There was a common concern in students that the word “fearless” misrepresents Oberlin students. Some suggested that “brave” or “courageous” might be more appropriate. College senior Chris Boyd was worried that the word “fearless” suggests “courage without thinking.”
Similarly, College senior Brendan Renne suggested that “fearless” might change the image of Oberlin and the people it attracted, creating a new or “macho” perspective.
Edwards replied that desirable students will come to Oberlin no matter what is on the cover of the view-book. Oberlin already has labels, he said, and to move from “weird” to “macho” is too big of a leap. He stressed that the new slogan’s aim is not to enroll a different type of student, “but it will help some folks out with ‘weird.’”

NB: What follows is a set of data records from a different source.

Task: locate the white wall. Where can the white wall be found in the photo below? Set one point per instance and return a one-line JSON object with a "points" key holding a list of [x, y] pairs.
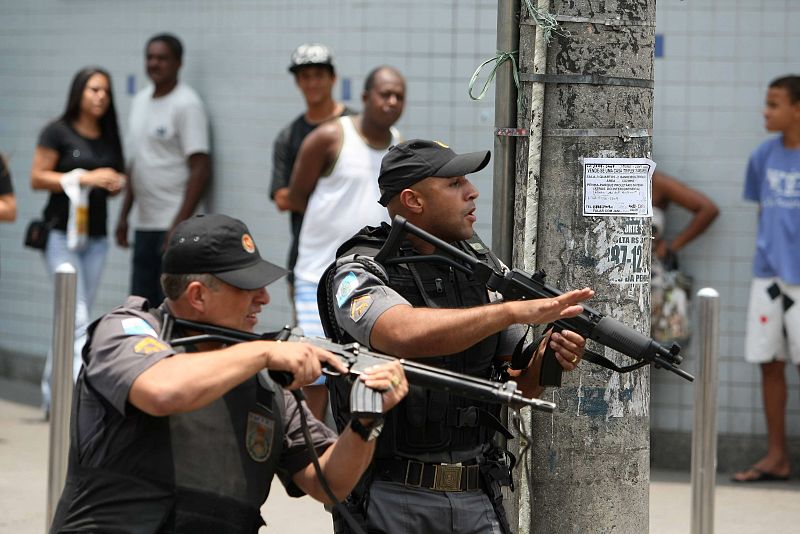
{"points": [[236, 55]]}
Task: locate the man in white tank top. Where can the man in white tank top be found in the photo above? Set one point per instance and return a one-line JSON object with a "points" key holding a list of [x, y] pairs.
{"points": [[335, 182]]}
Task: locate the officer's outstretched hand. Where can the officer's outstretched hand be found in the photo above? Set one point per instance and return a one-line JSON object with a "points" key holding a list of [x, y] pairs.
{"points": [[304, 361], [568, 347], [543, 311], [388, 378]]}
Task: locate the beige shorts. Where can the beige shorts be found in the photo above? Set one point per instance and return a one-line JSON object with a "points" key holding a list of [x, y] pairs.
{"points": [[773, 322]]}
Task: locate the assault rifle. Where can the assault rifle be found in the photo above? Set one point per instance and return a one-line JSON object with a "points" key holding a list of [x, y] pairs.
{"points": [[364, 402], [516, 284]]}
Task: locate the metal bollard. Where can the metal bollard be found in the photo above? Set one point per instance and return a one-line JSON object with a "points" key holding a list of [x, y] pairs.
{"points": [[704, 433], [61, 383]]}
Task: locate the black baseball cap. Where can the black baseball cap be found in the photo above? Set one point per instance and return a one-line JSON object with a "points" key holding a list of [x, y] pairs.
{"points": [[407, 163], [222, 246], [310, 54]]}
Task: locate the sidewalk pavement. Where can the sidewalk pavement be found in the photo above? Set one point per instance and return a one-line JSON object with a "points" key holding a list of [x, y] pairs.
{"points": [[747, 509]]}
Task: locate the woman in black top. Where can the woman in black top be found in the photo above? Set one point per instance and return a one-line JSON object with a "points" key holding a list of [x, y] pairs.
{"points": [[80, 153], [8, 203]]}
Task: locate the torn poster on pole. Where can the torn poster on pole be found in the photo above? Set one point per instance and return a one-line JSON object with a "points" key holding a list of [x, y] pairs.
{"points": [[614, 187]]}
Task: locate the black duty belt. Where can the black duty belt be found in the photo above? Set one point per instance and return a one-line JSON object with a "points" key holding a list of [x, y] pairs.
{"points": [[463, 476]]}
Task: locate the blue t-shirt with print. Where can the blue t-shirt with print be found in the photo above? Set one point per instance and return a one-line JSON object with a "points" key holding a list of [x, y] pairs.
{"points": [[773, 180]]}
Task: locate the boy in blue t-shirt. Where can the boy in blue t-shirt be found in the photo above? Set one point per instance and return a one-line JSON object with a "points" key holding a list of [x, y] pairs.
{"points": [[773, 324]]}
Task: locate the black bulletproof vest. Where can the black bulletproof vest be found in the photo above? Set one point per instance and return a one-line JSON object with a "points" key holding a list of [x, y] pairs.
{"points": [[429, 421], [203, 471]]}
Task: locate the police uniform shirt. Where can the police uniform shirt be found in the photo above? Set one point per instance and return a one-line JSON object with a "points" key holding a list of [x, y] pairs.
{"points": [[361, 297], [124, 344]]}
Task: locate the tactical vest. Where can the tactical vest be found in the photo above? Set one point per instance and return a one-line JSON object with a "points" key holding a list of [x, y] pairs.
{"points": [[426, 421], [208, 470]]}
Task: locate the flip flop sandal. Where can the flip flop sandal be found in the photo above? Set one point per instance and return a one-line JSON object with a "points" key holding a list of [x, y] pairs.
{"points": [[762, 476]]}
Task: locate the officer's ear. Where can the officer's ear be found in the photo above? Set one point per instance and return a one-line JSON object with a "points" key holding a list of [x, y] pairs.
{"points": [[411, 200]]}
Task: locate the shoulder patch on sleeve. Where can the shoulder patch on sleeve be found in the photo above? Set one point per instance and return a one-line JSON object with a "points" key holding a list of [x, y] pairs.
{"points": [[136, 326], [346, 288], [149, 345], [359, 307]]}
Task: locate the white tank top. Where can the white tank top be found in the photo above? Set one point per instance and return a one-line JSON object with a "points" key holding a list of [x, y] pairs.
{"points": [[341, 204]]}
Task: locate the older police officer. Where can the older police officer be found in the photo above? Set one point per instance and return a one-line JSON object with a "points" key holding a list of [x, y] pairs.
{"points": [[166, 440]]}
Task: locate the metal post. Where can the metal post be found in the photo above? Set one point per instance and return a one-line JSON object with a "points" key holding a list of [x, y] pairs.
{"points": [[61, 383], [505, 116], [704, 434]]}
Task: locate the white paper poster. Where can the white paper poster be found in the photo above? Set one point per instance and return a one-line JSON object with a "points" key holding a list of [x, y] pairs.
{"points": [[615, 187]]}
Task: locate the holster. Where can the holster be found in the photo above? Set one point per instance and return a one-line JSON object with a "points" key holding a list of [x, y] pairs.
{"points": [[496, 465]]}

Multiple audience members expressed distaste for the new “fearless” view-book and what they perceived as its vagueness, both in the washed-out, “flashy, MTV-style” pictures and in the lack of informational text.
“If I were a prospective student, the view-book would make me feel that Oberlin thinks I’m dumb,” said Marshall Duer-Balkind, OC ’06, “that I can’t read more than a few sentences and that I like bright, shiny colors. And that deeply offends me.”

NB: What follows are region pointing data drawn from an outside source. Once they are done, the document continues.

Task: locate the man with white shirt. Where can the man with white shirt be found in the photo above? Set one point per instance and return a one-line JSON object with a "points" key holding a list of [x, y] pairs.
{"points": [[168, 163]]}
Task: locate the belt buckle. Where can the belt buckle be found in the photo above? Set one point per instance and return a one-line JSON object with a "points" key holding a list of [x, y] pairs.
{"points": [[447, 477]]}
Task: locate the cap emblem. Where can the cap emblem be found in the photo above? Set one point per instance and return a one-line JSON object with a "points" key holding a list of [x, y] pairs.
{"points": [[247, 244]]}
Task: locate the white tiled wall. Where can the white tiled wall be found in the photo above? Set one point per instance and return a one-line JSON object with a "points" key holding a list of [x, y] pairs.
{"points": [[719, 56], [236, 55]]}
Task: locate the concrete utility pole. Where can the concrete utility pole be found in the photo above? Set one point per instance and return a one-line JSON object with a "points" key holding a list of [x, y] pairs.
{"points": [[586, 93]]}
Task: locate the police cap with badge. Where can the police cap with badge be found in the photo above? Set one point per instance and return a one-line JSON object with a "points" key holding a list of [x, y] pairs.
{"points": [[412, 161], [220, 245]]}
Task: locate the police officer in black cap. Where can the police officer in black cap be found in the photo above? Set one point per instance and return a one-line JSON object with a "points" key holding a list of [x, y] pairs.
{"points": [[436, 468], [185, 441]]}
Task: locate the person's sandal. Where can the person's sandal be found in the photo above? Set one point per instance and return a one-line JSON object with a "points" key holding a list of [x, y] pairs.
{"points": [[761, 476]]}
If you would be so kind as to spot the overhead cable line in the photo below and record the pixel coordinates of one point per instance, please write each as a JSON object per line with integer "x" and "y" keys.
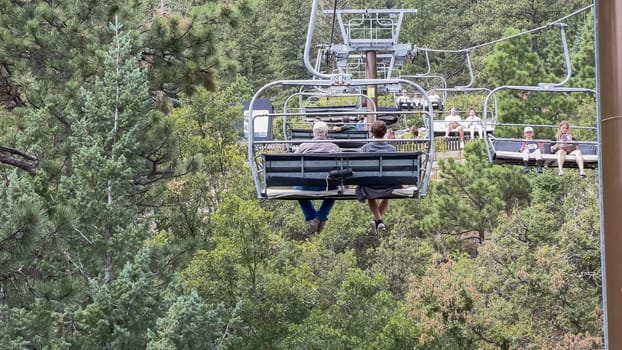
{"x": 557, "y": 21}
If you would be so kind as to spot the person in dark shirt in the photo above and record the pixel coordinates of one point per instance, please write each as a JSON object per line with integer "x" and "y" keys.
{"x": 377, "y": 206}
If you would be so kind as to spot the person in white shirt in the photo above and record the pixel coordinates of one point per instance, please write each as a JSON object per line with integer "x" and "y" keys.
{"x": 531, "y": 149}
{"x": 453, "y": 124}
{"x": 474, "y": 123}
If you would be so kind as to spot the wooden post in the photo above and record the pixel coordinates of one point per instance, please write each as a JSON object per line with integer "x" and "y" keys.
{"x": 609, "y": 80}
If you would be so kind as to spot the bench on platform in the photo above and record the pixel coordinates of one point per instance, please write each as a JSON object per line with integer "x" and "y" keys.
{"x": 343, "y": 139}
{"x": 507, "y": 152}
{"x": 345, "y": 170}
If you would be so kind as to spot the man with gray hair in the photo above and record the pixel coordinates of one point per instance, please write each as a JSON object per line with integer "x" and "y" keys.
{"x": 317, "y": 217}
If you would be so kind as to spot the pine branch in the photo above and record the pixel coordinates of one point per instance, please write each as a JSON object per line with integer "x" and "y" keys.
{"x": 27, "y": 162}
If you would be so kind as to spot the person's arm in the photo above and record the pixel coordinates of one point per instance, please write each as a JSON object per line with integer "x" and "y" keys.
{"x": 554, "y": 147}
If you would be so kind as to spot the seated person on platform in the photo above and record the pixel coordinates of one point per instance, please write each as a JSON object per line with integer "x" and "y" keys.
{"x": 360, "y": 124}
{"x": 474, "y": 123}
{"x": 317, "y": 217}
{"x": 345, "y": 126}
{"x": 417, "y": 100}
{"x": 561, "y": 149}
{"x": 453, "y": 124}
{"x": 531, "y": 149}
{"x": 412, "y": 133}
{"x": 403, "y": 101}
{"x": 371, "y": 193}
{"x": 435, "y": 99}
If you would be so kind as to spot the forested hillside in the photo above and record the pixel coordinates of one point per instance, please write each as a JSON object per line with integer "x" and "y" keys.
{"x": 130, "y": 220}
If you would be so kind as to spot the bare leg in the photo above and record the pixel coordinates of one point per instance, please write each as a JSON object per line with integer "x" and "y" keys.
{"x": 373, "y": 206}
{"x": 579, "y": 157}
{"x": 382, "y": 208}
{"x": 561, "y": 157}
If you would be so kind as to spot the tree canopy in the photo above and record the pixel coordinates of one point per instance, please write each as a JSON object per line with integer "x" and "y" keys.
{"x": 130, "y": 219}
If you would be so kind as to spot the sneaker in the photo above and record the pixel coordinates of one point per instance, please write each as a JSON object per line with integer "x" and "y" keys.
{"x": 374, "y": 229}
{"x": 314, "y": 225}
{"x": 321, "y": 225}
{"x": 381, "y": 227}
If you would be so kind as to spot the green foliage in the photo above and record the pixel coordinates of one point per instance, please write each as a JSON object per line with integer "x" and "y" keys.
{"x": 141, "y": 228}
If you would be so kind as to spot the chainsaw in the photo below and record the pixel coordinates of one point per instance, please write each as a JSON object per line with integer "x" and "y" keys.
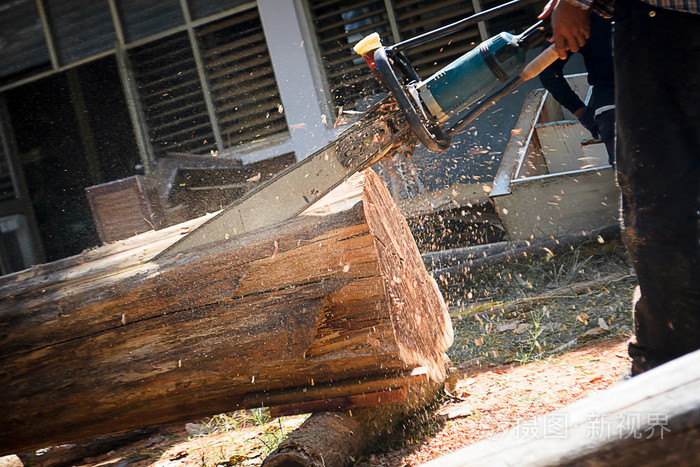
{"x": 415, "y": 108}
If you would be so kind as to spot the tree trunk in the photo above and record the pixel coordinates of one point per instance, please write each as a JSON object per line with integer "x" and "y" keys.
{"x": 652, "y": 419}
{"x": 112, "y": 340}
{"x": 339, "y": 438}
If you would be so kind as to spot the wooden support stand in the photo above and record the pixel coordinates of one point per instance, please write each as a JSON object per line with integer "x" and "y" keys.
{"x": 337, "y": 299}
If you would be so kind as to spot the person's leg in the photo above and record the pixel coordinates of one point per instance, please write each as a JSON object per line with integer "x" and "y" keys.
{"x": 658, "y": 166}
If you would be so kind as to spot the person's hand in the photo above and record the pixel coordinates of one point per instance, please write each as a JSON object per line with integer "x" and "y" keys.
{"x": 586, "y": 116}
{"x": 571, "y": 25}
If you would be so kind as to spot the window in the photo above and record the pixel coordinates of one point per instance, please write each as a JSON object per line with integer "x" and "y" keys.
{"x": 203, "y": 8}
{"x": 22, "y": 44}
{"x": 171, "y": 96}
{"x": 338, "y": 25}
{"x": 81, "y": 28}
{"x": 243, "y": 85}
{"x": 7, "y": 186}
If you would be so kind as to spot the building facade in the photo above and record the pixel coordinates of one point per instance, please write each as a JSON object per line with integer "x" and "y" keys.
{"x": 93, "y": 91}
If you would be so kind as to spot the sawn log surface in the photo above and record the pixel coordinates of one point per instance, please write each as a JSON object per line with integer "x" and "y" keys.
{"x": 111, "y": 340}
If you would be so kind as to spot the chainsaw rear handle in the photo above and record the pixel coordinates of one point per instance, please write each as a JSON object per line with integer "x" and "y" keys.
{"x": 432, "y": 138}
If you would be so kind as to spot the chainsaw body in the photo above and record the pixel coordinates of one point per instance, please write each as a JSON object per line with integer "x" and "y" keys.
{"x": 470, "y": 83}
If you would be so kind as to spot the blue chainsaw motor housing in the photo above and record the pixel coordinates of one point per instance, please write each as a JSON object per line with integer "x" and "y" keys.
{"x": 472, "y": 76}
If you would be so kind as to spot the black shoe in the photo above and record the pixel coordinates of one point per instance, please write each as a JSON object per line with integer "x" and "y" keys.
{"x": 644, "y": 359}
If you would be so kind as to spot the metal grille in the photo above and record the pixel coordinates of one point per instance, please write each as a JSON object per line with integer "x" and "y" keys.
{"x": 338, "y": 25}
{"x": 81, "y": 28}
{"x": 22, "y": 44}
{"x": 242, "y": 82}
{"x": 171, "y": 96}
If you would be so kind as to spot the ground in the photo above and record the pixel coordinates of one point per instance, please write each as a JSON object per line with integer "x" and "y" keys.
{"x": 530, "y": 337}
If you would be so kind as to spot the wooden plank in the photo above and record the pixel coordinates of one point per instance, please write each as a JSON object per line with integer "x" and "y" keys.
{"x": 341, "y": 403}
{"x": 517, "y": 147}
{"x": 335, "y": 296}
{"x": 560, "y": 204}
{"x": 651, "y": 419}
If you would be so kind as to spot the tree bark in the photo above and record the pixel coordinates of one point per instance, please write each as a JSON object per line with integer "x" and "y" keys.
{"x": 113, "y": 342}
{"x": 339, "y": 438}
{"x": 652, "y": 419}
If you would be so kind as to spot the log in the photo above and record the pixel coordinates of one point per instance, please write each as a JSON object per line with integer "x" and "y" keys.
{"x": 651, "y": 419}
{"x": 339, "y": 438}
{"x": 473, "y": 259}
{"x": 108, "y": 342}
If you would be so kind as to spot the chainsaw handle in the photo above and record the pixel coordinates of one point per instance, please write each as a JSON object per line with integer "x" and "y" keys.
{"x": 540, "y": 62}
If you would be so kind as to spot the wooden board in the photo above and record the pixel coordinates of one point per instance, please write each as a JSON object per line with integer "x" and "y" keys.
{"x": 335, "y": 297}
{"x": 652, "y": 419}
{"x": 559, "y": 204}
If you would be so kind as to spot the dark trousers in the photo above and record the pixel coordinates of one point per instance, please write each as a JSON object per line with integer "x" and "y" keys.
{"x": 657, "y": 69}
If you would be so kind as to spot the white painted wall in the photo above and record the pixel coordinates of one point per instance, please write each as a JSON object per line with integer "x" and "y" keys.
{"x": 297, "y": 76}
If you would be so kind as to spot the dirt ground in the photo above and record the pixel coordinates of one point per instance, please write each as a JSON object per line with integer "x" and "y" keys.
{"x": 530, "y": 337}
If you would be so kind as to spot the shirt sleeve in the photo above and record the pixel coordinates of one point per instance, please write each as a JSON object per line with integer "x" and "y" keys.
{"x": 604, "y": 8}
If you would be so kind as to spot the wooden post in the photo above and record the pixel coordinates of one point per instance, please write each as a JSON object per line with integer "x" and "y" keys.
{"x": 651, "y": 419}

Edwards emphasized that the view-book is intended to be one component of a larger information system and not intended to be encyclopedic. He described it as a “15-second commercial,” which gives an idea of Oberlin, and inspires the prospective students to talk to teachers and guidance counselors to then find out what the place is all about.
Edwards said that tests of the old view-book showed that, rather than standing out, it merely dovetailed what other schools were saying.
“[We want] to get people to pay attention,” he said. “If we can get noticed enough so that we stay on the list of 20…ultimately the place needs to sell itself.”
College junior Dave Casserly raised another concern, objecting to Edwards’ listing the “tent-of-consent” and “transgender” in his power point as the “negative” connotations of weird that had cropped up in his research. Other examples were “broken toys” and “gay mecca.” Casserly asked why Oberlin would aim to attract people who might be uncomfortable with these ideas.
Edwards explained that these are part of the Oberlin experience, but not the entire experience.
“The tent-of-consent is not what it’s all about,” he said. “But this is becoming the Oberlin image, it will continue to spiral and we will end up in a place we do not want to be in a few years.”
Edwards explained that the marketing campaign is now just in its first stage. He predicted ongoing tests, feedback and development over the next one to two years.
“It seems like most of the evolution of the material will take place in reaction to the kind of applicants Oberlin considers for admittance into the class of 2011,” said Koffel. “I can promise that I will work with College Relations and Admissions to ensure that Oberlin students have a voice in this process.”